Republicans say cash changed US line with Indonesia

DEMOCRATIC party fund raising in a Buddhist temple in California where the monks have a vow of poverty and a donation from a …

DEMOCRATIC party fund raising in a Buddhist temple in California where the monks have a vow of poverty and a donation from a relation of Mahatma Gandhi are being exposed in a bizarre story of how the affluent Asian American community is helping to get President Clinton re-elected.

The latest revelations come on top of an expose in the US media of how the wealthy Indonesian banking Riady family may have been discreetly channelling hundreds of thousands of dollars into Democratic party coffers. The Republican Party is now charging that these contributions influenced a change in policy by the Clinton administration on the question of human rights abuses by Indonesia, which illegally annexed East Timor in 1976.

An embarrassed White House denies the charge but has had to admit that a $250,000 contribution from a mysterious South Korean company in California was illegal and that the Buddhist temple fund raiser attended by Vice President Al Gore should not have been used for this purpose by the Democratic National Committee (DNC).

The hard pressed Republican campaign has seized on the allegations with Mr Dole telling a meeting in California that "these people are so shameless and power hungry, they'll do anything to win". He sneered at the Buddhist temple fund raiser where "the vice president showed up and ate vegetables.

READ MORE

The Speaker of the House of Representatives, Mr Newt Gingrich, has announced that there will be a Congressional investigation early next year into the Clinton administration's ties with the Indonesian Lippo banking conglomerate controlled by the Riady family. He said that the Congressional hearings from next January will be "the opening phase of what will turn out to be the largest presidential scandal in American history".

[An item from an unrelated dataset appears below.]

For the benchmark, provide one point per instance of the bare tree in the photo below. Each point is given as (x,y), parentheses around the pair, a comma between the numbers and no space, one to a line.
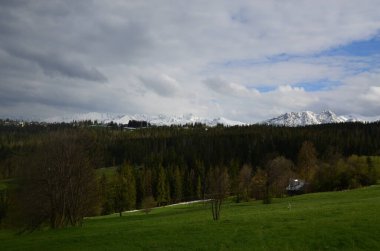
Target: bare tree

The Wall Street Journal has reported that Mr Yogesh Gandhi, a distant relative of Mahatma, gave $325,000 to the Democrats last May after presenting President Clinton with the Gandhi World Peace Award. The donation was solicited by a Clinton campaign fund raiser, Mr John Huang.

Mr Huang is also at the centre of other allegations. He is an American naturalised Chinese who has been a full time staff member of the DNC since last December raising millions of dollars from wealthy Asian American. He organised the temple fund raiser.

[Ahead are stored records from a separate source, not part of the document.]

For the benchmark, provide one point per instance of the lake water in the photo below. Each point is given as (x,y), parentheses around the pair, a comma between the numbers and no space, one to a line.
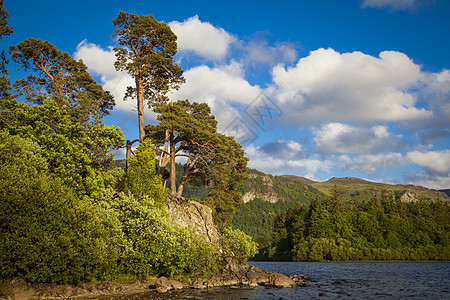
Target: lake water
(348,280)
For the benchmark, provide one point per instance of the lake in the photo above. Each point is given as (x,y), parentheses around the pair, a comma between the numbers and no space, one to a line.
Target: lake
(348,280)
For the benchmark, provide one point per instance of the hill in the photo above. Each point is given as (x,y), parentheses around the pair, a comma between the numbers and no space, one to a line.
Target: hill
(265,196)
(361,190)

Some $140,000 was raised on April 29th at the temple which is said to be the largest in the Western Hemisphere.

Mr Man Ho, the assistant to the temple abbess, Ms Su-Jen Wu, who is in Taiwan, said that temple funds did not contribute to the Democratic campaign but the abbess donated $5,000 she had earned in Taiwan.

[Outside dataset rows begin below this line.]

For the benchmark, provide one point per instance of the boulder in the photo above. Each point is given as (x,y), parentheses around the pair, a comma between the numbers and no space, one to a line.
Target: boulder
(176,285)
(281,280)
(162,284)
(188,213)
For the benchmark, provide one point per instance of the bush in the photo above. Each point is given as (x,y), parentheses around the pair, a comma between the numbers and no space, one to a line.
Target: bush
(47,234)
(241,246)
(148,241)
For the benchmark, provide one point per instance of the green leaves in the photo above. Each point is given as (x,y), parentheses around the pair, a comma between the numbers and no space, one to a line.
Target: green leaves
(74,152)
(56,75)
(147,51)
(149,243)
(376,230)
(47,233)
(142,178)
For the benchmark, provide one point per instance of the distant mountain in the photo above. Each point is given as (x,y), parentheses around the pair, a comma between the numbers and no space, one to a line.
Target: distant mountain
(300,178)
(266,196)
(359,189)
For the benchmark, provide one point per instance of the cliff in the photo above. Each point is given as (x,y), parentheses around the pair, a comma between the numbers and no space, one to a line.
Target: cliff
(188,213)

Mr Huang, who worked at the Department of Commerce from July 1994, is said to have raised as much as $4 million for the Democratic Party this year.

Under US law, legally resident foreigner and foreign companies can make political contributions as long as the money comes, from inside the country and is not merely channelled from outside.

Mr Huang has had close contacts with the Indonesian Lippo group, whose US operations he ran for several years. Mr James Riady son of the Lippo founder at one time lived in Little Rock, Arkansas, where he met then Governor Clinton and ran the local Lippo owned bank.

Following revelations in the Los Angeles Times this week about involvement of the Jakarta based Lippo group in Democratic fund raising, closer attention is being paid to the change of policy by the Clinton administration towards human rights abuses in Indonesia and East Timor.

The 1992 US threat to impose trade sanctions on Indonesia because of suppression of workers' rights there was dropped in 1994 by the then US Trade Representative, Mr Mickey Kantor, but officials strongly deny that this decision had anything to do with the Lippo group contacts with President Clinton.